Today, real-time PCR enables adequate diagnostics of STIs and simultaneous detection of dysbiotic conditions (aerobic/anaerobic vaginitis, urethritis, balanoposthitis, bacterial vaginosis, etc.) resulting from an imbalance between opportunistic microorganisms and normal urinary tract microbiota. There is a number of testing systems based on this method (Florocenosis, Ampliflor, Amplisens etc.) registered in Russia; they allow qualitative and quantitative assessment of pathogenic and opportunistic aerobic microorganisms. Florocenosis and Ampliflor enable identification of lactobacilli, representatives of the Candida genus, family Enterobacteriaceae, Streptococcus spp., Staphylococcus spp., G.vaginalis, A.vaginae, opportunistic mycoplasmas, but they do not allow detecting obligate anaerobic microorganisms. Femoflor-16 and Androflor testing systems offer the widest detected range of opportunistic aerobic and anaerobic microorganisms of all the systems available. Application of these unique “paired” tests, developed for women and men, allows developing an effective algorithm for laboratory examination of couples and selection of therapy if one or both partners have infectious diseases of reproductive system or reproductive function disorders (fig. 1, fig. 2) [12, 13].

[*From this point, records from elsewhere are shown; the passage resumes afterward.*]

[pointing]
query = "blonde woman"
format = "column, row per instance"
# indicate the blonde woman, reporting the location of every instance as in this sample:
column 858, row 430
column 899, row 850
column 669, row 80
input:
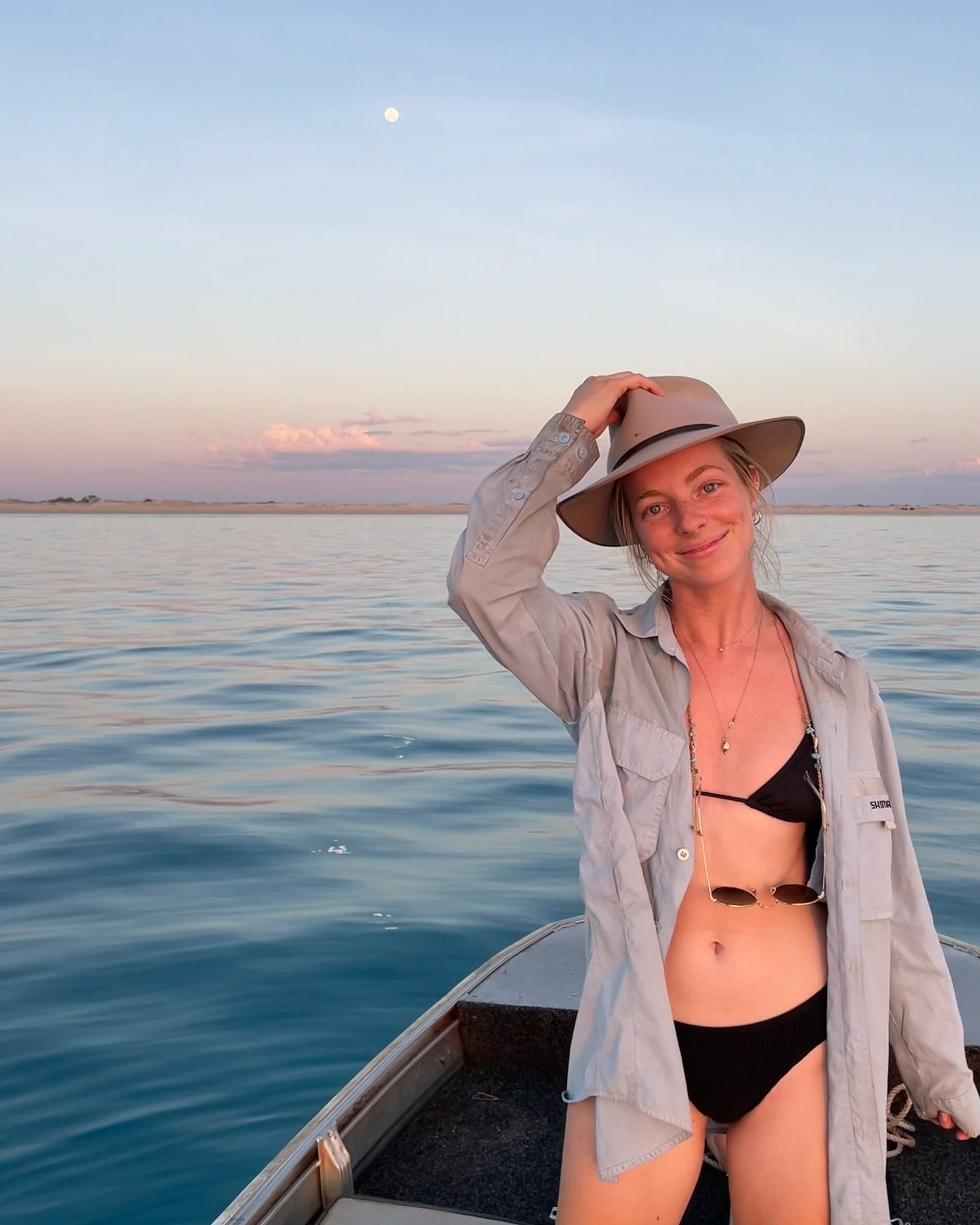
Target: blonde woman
column 757, row 929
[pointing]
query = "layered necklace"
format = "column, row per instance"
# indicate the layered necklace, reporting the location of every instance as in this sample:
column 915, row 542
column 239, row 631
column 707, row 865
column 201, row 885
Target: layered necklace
column 727, row 728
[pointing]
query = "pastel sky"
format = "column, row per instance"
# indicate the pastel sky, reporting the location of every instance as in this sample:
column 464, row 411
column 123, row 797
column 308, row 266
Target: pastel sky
column 226, row 276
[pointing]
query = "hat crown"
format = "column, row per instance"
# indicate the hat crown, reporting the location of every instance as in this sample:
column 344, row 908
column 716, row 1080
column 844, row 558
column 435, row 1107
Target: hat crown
column 686, row 404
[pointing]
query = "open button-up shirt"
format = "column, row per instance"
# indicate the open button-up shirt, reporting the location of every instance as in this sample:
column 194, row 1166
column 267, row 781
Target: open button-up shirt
column 620, row 684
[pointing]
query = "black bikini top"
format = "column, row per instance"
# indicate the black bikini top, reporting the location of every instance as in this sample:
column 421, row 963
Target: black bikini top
column 787, row 796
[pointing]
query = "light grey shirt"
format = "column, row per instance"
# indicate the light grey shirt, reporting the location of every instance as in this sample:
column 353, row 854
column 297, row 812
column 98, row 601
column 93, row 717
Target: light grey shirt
column 620, row 684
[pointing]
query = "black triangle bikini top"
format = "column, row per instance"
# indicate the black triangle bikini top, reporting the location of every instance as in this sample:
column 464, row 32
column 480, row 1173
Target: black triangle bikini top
column 787, row 796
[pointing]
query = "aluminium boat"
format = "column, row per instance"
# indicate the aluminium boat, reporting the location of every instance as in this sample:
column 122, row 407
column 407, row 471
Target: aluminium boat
column 459, row 1120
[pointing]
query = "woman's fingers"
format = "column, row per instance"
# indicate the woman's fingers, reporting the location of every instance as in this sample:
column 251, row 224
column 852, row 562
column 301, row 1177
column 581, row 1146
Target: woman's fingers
column 600, row 399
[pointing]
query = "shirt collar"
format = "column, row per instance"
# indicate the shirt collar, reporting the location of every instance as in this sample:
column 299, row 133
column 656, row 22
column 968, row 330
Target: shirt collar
column 652, row 620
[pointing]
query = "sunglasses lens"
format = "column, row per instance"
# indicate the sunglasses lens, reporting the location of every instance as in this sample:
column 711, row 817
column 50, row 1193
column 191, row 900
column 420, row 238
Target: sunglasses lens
column 796, row 894
column 733, row 897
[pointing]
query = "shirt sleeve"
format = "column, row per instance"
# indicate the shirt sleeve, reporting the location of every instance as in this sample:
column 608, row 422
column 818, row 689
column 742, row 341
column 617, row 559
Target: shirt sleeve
column 925, row 1027
column 554, row 644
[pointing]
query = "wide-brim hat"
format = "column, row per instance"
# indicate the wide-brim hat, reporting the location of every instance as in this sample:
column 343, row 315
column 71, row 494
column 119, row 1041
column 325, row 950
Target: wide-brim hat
column 653, row 427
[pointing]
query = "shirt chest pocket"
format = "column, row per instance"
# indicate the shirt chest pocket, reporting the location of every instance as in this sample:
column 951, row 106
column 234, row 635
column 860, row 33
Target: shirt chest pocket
column 872, row 813
column 646, row 757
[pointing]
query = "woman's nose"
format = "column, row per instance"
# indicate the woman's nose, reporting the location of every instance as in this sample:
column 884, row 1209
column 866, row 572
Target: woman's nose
column 690, row 517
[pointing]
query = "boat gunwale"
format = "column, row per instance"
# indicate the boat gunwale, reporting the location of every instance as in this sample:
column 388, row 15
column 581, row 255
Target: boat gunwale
column 295, row 1158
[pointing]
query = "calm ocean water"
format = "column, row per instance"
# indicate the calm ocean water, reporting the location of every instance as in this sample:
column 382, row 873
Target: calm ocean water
column 266, row 799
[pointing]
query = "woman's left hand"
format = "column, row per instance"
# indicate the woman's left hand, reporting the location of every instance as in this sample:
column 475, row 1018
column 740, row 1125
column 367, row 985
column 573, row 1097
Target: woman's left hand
column 947, row 1122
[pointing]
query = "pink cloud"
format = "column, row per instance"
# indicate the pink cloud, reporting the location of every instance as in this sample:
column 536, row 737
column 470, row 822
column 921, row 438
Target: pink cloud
column 374, row 418
column 292, row 440
column 937, row 470
column 292, row 446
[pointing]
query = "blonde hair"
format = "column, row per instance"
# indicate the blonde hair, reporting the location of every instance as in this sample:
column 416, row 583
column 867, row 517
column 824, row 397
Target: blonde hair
column 764, row 557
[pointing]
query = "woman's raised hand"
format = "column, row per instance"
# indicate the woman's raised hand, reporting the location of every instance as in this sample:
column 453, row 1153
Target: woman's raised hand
column 597, row 401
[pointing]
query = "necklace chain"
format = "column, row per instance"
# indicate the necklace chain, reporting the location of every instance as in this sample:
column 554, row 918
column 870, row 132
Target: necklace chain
column 757, row 618
column 725, row 742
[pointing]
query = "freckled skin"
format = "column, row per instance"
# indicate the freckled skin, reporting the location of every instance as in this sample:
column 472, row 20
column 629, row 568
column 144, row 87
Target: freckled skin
column 692, row 511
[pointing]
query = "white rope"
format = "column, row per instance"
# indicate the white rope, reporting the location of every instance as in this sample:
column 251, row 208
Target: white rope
column 897, row 1124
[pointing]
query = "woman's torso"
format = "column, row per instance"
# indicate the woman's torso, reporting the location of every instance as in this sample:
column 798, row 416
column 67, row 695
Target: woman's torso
column 732, row 966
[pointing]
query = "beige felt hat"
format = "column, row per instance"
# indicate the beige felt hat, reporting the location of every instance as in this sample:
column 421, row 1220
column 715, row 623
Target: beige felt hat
column 653, row 427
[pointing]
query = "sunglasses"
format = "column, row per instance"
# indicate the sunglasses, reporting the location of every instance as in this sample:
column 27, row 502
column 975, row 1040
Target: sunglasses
column 789, row 894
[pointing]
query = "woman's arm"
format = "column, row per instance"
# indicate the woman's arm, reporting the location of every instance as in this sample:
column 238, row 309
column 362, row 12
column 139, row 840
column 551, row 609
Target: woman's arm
column 554, row 644
column 925, row 1027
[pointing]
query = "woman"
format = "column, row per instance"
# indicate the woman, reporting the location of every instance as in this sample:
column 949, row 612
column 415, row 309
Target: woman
column 756, row 923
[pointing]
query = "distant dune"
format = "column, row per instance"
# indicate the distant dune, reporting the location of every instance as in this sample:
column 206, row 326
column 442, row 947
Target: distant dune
column 18, row 506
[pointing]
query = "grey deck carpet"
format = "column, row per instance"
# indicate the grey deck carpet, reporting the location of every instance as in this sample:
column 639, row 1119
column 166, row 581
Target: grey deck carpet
column 490, row 1143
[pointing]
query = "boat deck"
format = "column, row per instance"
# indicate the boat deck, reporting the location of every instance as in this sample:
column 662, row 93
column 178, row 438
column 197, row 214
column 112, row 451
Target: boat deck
column 461, row 1119
column 489, row 1142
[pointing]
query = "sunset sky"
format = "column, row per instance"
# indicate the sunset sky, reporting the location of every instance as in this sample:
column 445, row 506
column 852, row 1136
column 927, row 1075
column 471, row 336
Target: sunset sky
column 228, row 277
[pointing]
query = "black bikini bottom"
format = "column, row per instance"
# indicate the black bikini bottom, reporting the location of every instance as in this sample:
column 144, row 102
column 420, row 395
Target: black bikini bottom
column 730, row 1068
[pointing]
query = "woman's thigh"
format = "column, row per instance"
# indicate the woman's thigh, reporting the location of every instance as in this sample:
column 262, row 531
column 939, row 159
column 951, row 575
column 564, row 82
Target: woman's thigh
column 777, row 1153
column 653, row 1191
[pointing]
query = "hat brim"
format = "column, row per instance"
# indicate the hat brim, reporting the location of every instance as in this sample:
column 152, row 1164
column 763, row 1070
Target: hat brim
column 772, row 444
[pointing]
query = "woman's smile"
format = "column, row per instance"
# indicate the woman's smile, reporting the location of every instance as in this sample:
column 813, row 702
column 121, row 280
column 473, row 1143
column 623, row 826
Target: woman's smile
column 704, row 551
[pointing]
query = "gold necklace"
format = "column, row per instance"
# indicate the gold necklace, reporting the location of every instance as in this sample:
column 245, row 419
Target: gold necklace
column 759, row 618
column 725, row 742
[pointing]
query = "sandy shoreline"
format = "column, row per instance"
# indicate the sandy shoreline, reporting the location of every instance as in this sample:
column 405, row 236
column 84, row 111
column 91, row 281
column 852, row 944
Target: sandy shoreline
column 15, row 506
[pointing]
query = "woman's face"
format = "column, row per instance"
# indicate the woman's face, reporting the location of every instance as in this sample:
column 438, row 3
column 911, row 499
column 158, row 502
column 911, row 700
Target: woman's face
column 693, row 514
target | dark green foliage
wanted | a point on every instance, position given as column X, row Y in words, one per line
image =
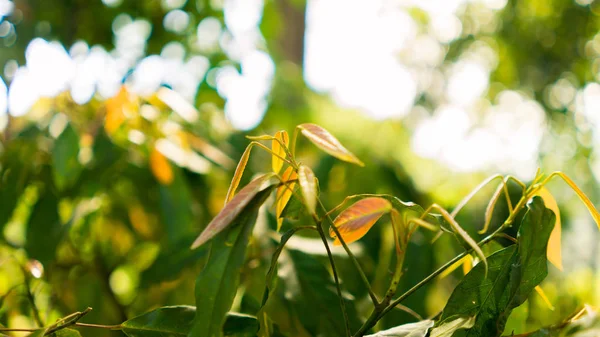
column 512, row 275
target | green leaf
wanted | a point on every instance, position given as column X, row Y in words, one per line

From the clinical point of view, one of the most important features of these testing systems is sampling quality control: the marker of sufficiency of collected epithelial cells that enter transport medium when scraping. At the early stages of examination, this indicator allows assessing adequacy of biomaterial sampling and avoiding false positive and false negative results [14, 15].
Absolute quantitative results of real-time PCR are given in genome equivalents (GE), the values of which are proportional to microbial contamination of urogenital biotope. However, according to some researchers, absolute quantitative indicators do not always correlate with severity of clinical picture of the disease, and values in excess of their thresholds do not always signal of clinical manifestations of an infectious-inflammatory process. Back in 1986, F. J. Roberts found a bacteriuria level below significancy in 30% of patients with clinically and laboratory confirmed bacterial infections of genitourinary tract, and in 1987 J. A. Kellogg et al. found no correlation between clinical manifestations of urethritis and a significant level of bacteriuria. In this connection, determining the relative quantitative indicators (shares) of opportunistic microorganisms as a logarithmic difference and as a percentage of the total bacterial mass is of great practical interest. This indicator allows a specialist to assess the share of each microorganism or group of microorganisms in a specific biological sample, as well as evaluate their prevalence over other species, including normoflora, which significantly increases clinical significance of the test.
CONCLUSIONS
PCR, previously discredited as oversensitive for urogenital pathology diagnosing, justifies itself through introduction of quantitative PCR tests into routine clinical practice, which enable express testing providing a comprehensive assessment of the state of urogenital biocenosis. This approach demonstrates the ratio of key representatives of the microbial community and reduces the share of false positive and false negative results.